By 2100, tropical hurricanes are expected to be 2% to 11% more intense because of global warming, according to the National Oceanic and Atmospheric administration, citing UN data.
Global warming also is expected to make hurricanes produce about 20% more rain near the eye of the storm, according to a US government report. That's critical because freshwater flooding is the second deadliest feature of hurricanes, Emanuel told me.
The top killer is storm surge, he said, and that also will be shaped by our fossil fuel addiction.
As the planet heats up, the ocean is expanding and ice sheets are melting from the land into the sea. That's causing already noticeable increases in tide lines, leading to sunny-day flooding in Miami and Norfolk, Virginia, for example, as tides spill into streets and yards. Rising tides make hurricane storm surges even higher, causing greater risks for people living on the coast.

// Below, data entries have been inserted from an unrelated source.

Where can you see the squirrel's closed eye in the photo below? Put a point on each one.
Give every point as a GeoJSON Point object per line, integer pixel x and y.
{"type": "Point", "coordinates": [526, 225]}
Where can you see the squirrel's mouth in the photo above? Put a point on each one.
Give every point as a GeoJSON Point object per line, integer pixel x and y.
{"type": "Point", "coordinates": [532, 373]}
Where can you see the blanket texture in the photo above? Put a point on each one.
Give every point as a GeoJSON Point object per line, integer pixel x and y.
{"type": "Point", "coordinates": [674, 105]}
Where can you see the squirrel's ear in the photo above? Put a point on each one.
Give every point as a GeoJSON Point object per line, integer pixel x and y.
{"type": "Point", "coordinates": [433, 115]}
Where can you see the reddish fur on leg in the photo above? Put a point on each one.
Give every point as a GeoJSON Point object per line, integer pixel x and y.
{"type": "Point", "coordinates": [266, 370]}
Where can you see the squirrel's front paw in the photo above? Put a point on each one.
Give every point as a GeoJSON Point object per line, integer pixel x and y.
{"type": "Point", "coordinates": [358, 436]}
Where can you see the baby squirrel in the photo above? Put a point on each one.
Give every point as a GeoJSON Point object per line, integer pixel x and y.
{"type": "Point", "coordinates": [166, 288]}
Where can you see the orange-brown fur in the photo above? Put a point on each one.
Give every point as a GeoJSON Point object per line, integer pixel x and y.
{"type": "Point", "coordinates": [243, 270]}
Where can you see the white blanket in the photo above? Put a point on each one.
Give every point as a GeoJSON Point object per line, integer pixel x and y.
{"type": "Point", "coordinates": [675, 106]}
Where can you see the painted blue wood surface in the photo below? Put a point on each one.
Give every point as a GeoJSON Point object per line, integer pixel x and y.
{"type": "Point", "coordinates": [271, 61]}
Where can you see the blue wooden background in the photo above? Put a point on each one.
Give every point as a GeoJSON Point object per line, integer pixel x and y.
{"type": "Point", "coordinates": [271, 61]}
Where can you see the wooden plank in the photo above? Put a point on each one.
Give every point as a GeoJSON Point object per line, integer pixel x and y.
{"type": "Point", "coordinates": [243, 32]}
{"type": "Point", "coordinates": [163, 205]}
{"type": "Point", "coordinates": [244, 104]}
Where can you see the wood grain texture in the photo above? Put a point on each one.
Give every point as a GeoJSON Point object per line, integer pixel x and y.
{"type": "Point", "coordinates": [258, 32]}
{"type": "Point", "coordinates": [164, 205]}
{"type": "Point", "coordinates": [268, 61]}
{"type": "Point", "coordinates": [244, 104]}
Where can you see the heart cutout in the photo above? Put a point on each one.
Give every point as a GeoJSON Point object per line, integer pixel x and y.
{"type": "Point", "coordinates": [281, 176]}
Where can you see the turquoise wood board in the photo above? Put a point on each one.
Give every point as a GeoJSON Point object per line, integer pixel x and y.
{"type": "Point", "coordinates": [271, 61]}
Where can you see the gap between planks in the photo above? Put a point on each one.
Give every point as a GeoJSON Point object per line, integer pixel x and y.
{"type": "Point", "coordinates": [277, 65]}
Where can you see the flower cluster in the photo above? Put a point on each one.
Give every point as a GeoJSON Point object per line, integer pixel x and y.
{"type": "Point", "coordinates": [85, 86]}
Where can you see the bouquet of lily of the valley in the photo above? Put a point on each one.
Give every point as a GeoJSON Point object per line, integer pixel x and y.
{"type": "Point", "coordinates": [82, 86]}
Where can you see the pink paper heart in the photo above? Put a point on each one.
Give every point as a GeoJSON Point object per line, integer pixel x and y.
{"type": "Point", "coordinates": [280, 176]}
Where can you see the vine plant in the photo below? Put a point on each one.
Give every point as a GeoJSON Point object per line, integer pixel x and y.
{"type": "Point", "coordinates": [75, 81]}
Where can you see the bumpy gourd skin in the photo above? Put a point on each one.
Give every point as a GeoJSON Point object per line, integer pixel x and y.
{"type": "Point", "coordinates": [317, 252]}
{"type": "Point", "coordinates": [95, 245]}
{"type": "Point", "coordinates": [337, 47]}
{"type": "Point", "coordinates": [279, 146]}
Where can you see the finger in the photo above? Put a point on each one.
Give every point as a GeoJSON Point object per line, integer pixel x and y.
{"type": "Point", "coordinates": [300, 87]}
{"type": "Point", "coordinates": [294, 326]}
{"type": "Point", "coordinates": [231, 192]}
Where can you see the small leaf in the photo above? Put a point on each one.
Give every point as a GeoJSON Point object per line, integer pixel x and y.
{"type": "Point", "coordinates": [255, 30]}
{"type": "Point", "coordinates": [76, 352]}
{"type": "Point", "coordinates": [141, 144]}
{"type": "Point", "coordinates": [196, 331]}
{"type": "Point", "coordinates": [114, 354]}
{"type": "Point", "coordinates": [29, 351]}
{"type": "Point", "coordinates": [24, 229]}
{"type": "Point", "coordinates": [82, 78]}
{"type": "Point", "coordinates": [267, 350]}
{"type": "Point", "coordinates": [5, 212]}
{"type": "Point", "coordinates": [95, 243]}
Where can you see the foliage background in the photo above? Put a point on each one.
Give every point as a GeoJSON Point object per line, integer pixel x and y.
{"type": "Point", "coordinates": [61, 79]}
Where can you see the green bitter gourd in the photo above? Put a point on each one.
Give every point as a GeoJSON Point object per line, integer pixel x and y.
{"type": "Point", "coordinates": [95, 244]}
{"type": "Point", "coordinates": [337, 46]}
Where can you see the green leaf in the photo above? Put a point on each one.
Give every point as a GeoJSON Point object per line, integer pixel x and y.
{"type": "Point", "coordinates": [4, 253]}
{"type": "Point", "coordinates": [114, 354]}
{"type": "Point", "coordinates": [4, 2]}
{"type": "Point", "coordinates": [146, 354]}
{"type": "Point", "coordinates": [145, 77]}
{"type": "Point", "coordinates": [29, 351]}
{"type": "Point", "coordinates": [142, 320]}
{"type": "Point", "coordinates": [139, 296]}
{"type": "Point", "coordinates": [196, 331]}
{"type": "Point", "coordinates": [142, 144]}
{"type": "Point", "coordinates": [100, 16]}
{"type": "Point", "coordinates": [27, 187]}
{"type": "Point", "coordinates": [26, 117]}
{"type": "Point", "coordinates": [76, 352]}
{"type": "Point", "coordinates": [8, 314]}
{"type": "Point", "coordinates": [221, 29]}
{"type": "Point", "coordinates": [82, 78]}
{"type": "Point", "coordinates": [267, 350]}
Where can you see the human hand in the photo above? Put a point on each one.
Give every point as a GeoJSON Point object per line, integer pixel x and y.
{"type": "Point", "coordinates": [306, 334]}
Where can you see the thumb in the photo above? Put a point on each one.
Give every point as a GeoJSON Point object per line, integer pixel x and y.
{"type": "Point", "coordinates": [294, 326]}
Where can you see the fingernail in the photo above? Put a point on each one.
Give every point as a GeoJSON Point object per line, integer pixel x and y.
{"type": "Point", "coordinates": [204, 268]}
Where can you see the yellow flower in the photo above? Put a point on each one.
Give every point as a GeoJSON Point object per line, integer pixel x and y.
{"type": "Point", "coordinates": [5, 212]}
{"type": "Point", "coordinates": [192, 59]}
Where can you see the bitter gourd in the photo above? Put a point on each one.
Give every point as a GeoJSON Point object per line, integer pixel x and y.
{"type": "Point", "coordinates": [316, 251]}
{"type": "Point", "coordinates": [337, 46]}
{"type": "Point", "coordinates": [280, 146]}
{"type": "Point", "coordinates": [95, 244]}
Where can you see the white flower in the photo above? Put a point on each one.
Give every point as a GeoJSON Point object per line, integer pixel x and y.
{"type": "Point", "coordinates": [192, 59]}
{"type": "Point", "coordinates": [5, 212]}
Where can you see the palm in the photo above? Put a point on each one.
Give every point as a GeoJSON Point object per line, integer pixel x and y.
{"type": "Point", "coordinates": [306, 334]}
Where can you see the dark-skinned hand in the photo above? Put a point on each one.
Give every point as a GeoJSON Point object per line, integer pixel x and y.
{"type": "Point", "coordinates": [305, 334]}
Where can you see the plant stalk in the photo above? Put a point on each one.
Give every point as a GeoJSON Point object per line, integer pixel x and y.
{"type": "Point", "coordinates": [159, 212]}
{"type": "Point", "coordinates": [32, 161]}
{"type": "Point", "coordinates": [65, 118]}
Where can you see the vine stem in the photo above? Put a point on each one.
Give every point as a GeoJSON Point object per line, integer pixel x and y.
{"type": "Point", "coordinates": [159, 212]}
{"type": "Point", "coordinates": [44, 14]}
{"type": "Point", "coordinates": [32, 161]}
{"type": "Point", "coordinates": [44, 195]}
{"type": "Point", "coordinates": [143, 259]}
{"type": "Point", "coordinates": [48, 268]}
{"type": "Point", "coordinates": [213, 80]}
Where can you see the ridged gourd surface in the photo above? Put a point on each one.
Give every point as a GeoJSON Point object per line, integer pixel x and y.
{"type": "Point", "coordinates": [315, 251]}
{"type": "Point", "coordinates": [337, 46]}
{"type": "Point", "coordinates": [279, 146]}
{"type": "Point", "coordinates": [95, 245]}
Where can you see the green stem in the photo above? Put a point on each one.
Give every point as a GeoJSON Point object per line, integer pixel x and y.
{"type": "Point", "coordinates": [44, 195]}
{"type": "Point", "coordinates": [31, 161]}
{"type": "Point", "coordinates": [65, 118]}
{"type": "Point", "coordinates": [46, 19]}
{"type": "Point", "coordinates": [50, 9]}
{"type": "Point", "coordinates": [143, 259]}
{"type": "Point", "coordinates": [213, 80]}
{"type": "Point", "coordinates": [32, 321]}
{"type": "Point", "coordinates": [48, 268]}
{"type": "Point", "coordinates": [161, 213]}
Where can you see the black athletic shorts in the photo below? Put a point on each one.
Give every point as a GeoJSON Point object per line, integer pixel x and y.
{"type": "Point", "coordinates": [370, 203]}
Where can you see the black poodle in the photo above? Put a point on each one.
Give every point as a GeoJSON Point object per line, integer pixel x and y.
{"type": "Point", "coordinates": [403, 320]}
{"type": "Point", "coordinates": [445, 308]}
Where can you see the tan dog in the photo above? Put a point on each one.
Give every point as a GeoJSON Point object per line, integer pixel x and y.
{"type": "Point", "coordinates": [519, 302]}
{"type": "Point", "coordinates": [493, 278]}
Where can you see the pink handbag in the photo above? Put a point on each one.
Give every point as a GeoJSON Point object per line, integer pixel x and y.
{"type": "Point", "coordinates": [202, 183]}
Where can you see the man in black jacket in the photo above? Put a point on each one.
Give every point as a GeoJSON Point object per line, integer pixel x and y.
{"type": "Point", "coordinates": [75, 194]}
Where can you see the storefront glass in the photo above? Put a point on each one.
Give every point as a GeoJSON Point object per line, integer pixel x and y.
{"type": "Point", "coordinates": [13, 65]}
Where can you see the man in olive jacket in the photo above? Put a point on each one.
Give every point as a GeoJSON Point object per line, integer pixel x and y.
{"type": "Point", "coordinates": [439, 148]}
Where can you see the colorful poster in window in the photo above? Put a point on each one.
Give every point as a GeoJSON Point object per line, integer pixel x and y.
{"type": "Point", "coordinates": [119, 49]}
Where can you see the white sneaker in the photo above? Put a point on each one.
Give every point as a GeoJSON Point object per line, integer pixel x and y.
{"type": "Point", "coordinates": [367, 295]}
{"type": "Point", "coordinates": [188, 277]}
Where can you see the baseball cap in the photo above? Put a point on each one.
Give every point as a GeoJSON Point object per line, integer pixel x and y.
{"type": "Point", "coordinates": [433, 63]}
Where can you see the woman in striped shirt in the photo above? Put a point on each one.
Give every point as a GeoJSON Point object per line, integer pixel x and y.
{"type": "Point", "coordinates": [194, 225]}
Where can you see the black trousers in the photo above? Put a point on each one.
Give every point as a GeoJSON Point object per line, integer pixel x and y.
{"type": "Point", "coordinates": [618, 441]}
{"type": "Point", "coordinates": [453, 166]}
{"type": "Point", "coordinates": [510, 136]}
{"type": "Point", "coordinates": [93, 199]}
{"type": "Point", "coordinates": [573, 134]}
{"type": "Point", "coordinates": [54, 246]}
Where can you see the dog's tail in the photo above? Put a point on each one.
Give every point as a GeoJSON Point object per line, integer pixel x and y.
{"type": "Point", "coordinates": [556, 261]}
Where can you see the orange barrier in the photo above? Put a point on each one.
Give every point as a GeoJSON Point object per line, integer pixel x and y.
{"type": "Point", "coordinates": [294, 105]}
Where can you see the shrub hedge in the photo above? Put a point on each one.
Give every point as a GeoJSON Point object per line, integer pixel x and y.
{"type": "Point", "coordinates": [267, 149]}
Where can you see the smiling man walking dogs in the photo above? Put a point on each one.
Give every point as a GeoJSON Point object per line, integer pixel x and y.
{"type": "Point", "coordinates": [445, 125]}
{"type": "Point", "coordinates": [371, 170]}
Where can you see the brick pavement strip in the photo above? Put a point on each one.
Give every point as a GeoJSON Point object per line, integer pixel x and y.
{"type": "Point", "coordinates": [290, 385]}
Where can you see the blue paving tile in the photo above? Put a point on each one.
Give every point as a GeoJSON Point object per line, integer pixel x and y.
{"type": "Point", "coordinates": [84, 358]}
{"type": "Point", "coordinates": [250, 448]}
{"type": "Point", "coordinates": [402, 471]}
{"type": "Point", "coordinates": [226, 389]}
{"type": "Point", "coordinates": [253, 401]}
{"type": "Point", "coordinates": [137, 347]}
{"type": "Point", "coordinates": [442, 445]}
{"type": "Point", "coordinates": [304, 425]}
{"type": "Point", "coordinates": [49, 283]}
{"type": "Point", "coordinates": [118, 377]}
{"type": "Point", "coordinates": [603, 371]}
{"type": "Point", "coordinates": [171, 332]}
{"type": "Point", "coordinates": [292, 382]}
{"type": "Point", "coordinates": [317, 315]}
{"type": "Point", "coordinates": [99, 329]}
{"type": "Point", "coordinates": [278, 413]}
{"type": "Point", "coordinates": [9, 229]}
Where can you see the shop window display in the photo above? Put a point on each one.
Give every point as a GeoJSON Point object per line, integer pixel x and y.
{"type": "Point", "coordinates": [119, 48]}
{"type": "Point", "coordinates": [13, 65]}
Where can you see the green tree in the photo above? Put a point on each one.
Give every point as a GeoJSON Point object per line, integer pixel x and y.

"Within the next 15 years, higher sea levels combined with storm surge will likely increase the average annual cost of coastal storms along the Eastern Seaboard and the Gulf of Mexico by $2 billion to $3.5 billion," a 2014 report from the Risky Business Project, chaired by Michael Bloomberg, Henry Paulson, and Tom Steyer, found. "Adding in potential changes in hurricane activity, the likely increase in average annual losses grows to up to $7.3 billion, bringing the total annual price tag for hurricanes and other coastal storms to $35 billion."
The decisions we make about our energy use today will define how deadly and costly hurricanes like Matthew will be for many generations to come. We ignore these warnings at our peril.